Summary
Audio Summmary
Meta has created a political action committee whose aim is to fight against AI safety bills in US states. In California, governor Gavin Newsom is about to sign or veto two bills: the SB 53, pushed by state senator Scott Wiener, which calls for new transparency requirements around AI development and SB 243 which calls for control over AI companions around minors and vulnerable people. Big Tech is particular afraid of a “patchwork” of state regulations.
A Harvard Business Review article suggests that generative AI is introducing inefficiencies into the workplace due to “AI work-slop”. The authors define work-slop as AI-generated work content that masquerades as good work, but lacks the substance to meaningfully advance a given task. The research finds that employees spend an average of 1 hour and 56 minutes dealing with each instance of work-slop. This could amount to a “work-slop tax” of 90 million USD per year in lost productivity.
Meta is heavily criticized in a safety report on the ineffectiveness of protection measures for child and teenage Instagram accounts. Researchers found that the “hidden words” feature failed to block offensive language with researchers able to send the message “you are a whore and you should kill yourself” to teen accounts. Content algorithms showed sexual or violent content, and autocomplete in prompts recommended terms related to suicide, self-harm, and eating disorders. Meanwhile, the San Francisco company, Hive, has been given a contract by the US government to use its AI tool to sift through child sexual abuse material (CSAM) content to distinguish real images from those created using generative AI. The US National Center for Missing and Exploited Children reports that there has been a 1’325% increase in incidents involving generative AI CSAM in 2024. This makes it difficult for law enforcement to identify real cases that require speedy intervention to protect children.

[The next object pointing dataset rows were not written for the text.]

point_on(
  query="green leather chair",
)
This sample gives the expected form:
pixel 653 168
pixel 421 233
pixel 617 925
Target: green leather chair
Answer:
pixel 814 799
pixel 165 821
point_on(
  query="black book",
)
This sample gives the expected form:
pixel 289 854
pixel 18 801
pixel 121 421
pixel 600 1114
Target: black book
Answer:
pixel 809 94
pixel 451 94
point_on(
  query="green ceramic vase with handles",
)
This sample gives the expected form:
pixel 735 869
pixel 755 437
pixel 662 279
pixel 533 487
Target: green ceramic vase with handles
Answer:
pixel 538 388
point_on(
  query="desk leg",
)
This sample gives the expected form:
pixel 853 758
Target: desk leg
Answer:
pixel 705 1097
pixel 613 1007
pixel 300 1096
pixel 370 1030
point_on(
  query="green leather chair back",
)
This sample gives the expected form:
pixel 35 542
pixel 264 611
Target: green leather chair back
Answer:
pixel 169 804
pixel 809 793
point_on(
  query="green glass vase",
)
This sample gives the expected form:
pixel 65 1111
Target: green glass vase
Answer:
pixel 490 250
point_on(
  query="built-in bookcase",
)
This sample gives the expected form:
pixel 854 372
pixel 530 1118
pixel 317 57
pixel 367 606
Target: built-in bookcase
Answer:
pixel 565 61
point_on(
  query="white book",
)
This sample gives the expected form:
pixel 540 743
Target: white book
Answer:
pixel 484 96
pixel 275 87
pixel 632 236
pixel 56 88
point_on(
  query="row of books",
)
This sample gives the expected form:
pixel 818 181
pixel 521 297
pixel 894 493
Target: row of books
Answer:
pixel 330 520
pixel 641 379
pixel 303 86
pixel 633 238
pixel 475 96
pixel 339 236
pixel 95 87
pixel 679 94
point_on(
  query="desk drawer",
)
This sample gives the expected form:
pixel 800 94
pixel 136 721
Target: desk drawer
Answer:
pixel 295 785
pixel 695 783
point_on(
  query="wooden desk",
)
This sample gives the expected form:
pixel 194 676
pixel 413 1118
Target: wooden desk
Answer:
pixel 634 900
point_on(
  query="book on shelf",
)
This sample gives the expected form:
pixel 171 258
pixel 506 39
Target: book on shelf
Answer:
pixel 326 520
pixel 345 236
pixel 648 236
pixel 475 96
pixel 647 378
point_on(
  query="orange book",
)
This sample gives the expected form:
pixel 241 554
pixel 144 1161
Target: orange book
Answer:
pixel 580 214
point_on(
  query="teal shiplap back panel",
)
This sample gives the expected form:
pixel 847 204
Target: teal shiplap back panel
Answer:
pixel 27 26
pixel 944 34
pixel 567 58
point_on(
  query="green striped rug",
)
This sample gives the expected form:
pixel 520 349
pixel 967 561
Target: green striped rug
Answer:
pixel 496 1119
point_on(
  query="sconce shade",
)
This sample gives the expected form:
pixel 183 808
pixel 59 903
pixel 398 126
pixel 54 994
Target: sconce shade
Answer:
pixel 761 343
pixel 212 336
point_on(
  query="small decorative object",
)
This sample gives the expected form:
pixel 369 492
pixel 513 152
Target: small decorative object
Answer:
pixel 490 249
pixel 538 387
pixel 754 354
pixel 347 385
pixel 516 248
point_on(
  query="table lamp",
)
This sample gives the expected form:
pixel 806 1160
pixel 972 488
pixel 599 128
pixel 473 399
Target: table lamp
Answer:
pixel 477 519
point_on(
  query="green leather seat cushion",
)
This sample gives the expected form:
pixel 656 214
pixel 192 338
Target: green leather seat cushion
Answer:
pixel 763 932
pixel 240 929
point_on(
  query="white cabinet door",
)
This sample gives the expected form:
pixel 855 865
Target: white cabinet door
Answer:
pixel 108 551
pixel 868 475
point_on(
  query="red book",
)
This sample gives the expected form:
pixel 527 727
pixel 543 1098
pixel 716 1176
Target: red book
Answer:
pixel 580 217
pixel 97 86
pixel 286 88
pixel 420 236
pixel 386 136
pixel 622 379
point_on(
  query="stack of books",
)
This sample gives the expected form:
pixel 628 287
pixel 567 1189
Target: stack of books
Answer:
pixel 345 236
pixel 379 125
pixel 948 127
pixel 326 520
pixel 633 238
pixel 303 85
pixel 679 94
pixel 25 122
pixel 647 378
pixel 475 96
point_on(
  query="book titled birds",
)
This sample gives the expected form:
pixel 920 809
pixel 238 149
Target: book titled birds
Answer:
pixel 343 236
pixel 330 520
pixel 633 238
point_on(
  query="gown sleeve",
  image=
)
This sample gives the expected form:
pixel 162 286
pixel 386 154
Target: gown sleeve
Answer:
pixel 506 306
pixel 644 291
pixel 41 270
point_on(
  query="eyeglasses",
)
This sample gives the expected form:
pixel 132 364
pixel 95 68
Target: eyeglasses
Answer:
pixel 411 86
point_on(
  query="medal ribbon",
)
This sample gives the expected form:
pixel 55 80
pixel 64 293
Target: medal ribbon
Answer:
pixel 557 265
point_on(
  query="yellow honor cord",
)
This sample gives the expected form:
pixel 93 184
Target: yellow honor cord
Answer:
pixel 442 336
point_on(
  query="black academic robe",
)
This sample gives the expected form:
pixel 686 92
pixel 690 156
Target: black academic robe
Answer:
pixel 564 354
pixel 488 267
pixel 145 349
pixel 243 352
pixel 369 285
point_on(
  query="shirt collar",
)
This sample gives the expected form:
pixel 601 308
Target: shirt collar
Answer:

An MIT Technology Review article looks at the problem of AI models being trained on data from research papers that subsequently get retracted due to discovered research flaws. This poses a problem in many domains; in the medical domain for instance, people are increasingly consulting chatbots for medical advice. Elsewhere, researchers from Brave and the National University of Singapore have developed an attack method for exfiltrating potentially private data from language models that was part of the training data. The attack exploits the fact that AI models use memorization (remembering specific training data), rather than generalization (applying patterns to deduce responses), when it is uncertain about what to say next. Prompt engineering can force the model to use memorization, and thus reveal training data.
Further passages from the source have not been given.